Kolektor sekaligus pemerhati budaya keris, KRA Rivo Cahyono Setyonegoro, menilai keris bukan sekadar benda pusaka atau senjata tradisional. Di balik setiap bilah keris tersimpan nilai sejarah, seni, filosofi, serta identitas budaya bangsa yang perlu dijaga dan diwariskan kepada generasi muda.
Rivo mengaku mulai menekuni dunia perkerisan secara serius sejak sekitar 12 tahun lalu. Ketertarikannya berawal dari keinginan memahami makna yang terkandung dalam setiap keris, bukan semata-mata untuk mengoleksi benda pusaka.
“Dalam satu bilah keris terdapat perjalanan sejarah, karya seni, filosofi hidup, hingga jejak peradaban leluhur. Itulah yang membuat saya tertarik untuk mempelajari dan melestarikannya,” ujarnya.
Keris pertama yang dimilikinya merupakan keris tua ber-dhapur Tilam Upih yang diperoleh dari seorang sesepuh. Dari pengalaman tersebut, ia memahami bahwa mengoleksi keris bukan sekadar hobi, melainkan bagian dari upaya menjaga warisan budaya bangsa.
Menurutnya, keris memiliki posisi penting dalam kehidupan masyarakat Indonesia karena menjadi simbol identitas sekaligus pengingat kejayaan peradaban Nusantara di masa lampau.
“Keris mengajarkan bahwa leluhur kita memiliki kemampuan teknologi tempa yang tinggi serta nilai-nilai kehidupan yang sarat makna. Ini menjadi pengingat akan akar budaya yang kita miliki,” katanya.
Ia juga menekankan pentingnya keterlibatan generasi muda dalam pelestarian budaya perkerisan. Menurutnya, pengakuan dunia terhadap keris harus diimbangi dengan pemahaman masyarakat Indonesia terhadap nilai-nilai yang terkandung di dalamnya.
“Generasi muda tidak harus melihat keris dari sisi mistis. Yang terpenting adalah memahami nilai sejarah, seni, dan filosofi yang menjadi bagian dari jati diri bangsa,” tuturnya.
Rivo menjelaskan setiap keris memiliki makna berbeda sesuai bentuk atau dhapur serta motif pamor yang dimiliki. Keris Tilam Upih, misalnya, melambangkan kesederhanaan dan fondasi kehidupan. Sementara Sabuk Inten menggambarkan kemuliaan dan tanggung jawab, sedangkan Naga Sasra dimaknai sebagai simbol kepemimpinan dan kekuatan batin.

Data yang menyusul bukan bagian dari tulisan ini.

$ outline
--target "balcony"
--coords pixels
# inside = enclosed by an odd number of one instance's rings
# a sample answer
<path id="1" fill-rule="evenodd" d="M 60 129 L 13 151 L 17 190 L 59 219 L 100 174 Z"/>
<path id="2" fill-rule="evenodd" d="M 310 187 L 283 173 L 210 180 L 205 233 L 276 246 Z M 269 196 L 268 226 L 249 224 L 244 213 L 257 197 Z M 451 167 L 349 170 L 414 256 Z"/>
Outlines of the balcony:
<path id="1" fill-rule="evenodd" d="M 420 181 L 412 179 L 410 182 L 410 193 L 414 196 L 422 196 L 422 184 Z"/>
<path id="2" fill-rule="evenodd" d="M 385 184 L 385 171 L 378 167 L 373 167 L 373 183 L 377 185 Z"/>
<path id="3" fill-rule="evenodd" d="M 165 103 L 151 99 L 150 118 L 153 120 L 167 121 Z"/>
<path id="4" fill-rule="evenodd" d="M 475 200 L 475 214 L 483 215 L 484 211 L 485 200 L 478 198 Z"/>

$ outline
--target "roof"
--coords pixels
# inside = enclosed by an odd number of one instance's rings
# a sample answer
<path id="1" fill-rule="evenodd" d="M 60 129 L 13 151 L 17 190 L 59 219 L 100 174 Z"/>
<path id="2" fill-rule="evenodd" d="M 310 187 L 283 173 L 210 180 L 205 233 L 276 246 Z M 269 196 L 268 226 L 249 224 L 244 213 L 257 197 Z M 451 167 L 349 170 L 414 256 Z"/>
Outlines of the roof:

“Bagi saya, keris merupakan bahasa simbolik yang diwariskan leluhur kepada generasi penerus,” ujarnya.
Dalam dunia perkerisan, nilai sebuah keris tidak hanya ditentukan oleh usia atau bentuk fisiknya. Kualitas tempa, periode pembuatan (tangguh), serta sejarah kepemilikan menjadi faktor penting yang menentukan nilai budaya dan historis sebuah pusaka.
“Karena itu, memahami keris membutuhkan proses belajar yang panjang. Tanpa pengetahuan yang cukup, seseorang bisa saja keliru dalam menilai sebuah keris,” jelasnya.
Menurut Rivo, tantangan terbesar dalam pelestarian keris saat ini bukan hanya menjaga kondisi fisik pusaka, tetapi juga mempertahankan cerita dan sejarah yang menyertainya.
“Banyak keris yang masih terawat, tetapi kisah dan asal-usulnya hilang. Padahal sejarah itulah yang menjadi ruh dari sebuah pusaka,” katanya.
Meski demikian, ia melihat minat masyarakat terhadap dunia perkerisan terus meningkat dalam beberapa tahun terakhir. Kehadiran media sosial dinilai membuka ruang edukasi yang lebih luas sehingga semakin banyak generasi muda tertarik mempelajari keris.
“Sekarang semakin banyak anak muda yang mulai mengenal tangguh, dhapur, hingga pamor keris. Ini menjadi perkembangan yang positif bagi pelestarian budaya,” ungkapnya.
Menatap masa depan, Rivo optimistis keris akan tetap lestari di tengah kemajuan teknologi. Menurutnya, digitalisasi, dokumentasi tiga dimensi, hingga museum virtual dapat menjadi sarana efektif untuk memperkenalkan keris kepada masyarakat yang lebih luas.
“Teknologi bukan ancaman bagi budaya. Justru dapat menjadi media untuk memperluas pengetahuan dan memperkuat upaya pelestarian warisan leluhur,” ujarnya.
Ia berharap kesadaran masyarakat terhadap pentingnya menjaga warisan budaya terus tumbuh agar keris tetap menjadi bagian dari identitas bangsa Indonesia.
“Keris adalah jejak masa lalu yang tetap hidup hingga hari ini. Selama masyarakat masih menghargai akar budayanya, keris akan terus lestari sebagai warisan bangsa,” pungkasnya.